Vor allem aber kritisiert die SPD, dass die Leistungen "teilweise noch nicht einmal ausgeschrieben, sondern freihändig vergeben" wurden. Das geht aus einer Antwort des Kanzleramts auf entsprechende Fragen Schneiders hervor. Allerdings, so argumentieren Merkels Leute, seien in dem freihändigen Vergabeverfahren "jeweils drei Unternehmen zur Angebotsabgabe aufgefordert worden." Zudem waren die Einzelbeträge auch eher gering. So wurden für Konzeption und Moderation eines Experten-Workshops beispielsweise 24.573 Euro in Rechnung gestellt. Rechtlich ist eine formelle Ausschreibung daher nicht zwingend.

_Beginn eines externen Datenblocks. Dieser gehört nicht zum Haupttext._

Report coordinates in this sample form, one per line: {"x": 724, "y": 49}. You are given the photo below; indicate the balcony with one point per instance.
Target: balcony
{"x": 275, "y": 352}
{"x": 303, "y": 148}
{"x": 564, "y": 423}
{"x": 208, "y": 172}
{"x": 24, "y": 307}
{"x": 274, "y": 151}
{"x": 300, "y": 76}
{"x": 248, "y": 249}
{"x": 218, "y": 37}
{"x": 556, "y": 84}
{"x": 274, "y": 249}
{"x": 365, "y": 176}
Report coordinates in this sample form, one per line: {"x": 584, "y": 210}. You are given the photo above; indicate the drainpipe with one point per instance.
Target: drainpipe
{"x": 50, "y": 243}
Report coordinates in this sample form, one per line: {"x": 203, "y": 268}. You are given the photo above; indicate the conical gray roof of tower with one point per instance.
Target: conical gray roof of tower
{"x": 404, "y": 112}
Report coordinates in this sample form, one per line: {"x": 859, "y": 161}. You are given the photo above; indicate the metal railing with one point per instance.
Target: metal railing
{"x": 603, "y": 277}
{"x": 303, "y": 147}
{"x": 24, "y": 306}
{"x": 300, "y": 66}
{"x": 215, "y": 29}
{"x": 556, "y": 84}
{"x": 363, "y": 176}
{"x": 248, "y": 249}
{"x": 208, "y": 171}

SPD kritisiert Wildwuchs bei Expertenforen

Schneider beruhigen solche Argumente nicht. Aus Sicht des SPD-Haushälters ist Merkels Dialog-Plattform ein besonders krasses Beispiel im Wildwuchs von inzwischen insgesamt 79 Bürger- und Expertenforen, die sich die Bundesregierung leiste. Es sei völlig unklar, wie deren Ergebnisse Eingang in die aktuelle Politik finden. Als Beispiel verweist Schneider auf das Bundeswirtschaftsministerium. In einer Übersicht, die der SPD-Politiker von der Regierung angefordert hat, antworten die Zuständigen dort auf die Frage, wie mit den Ergebnissen der Internetforen umgegangen wird: "Der Austausch mit Bürgern und Experten fließt in den Meinungsbildungs- und Entscheidungsprozess des Bundeswirtschaftsministeriums mit ein."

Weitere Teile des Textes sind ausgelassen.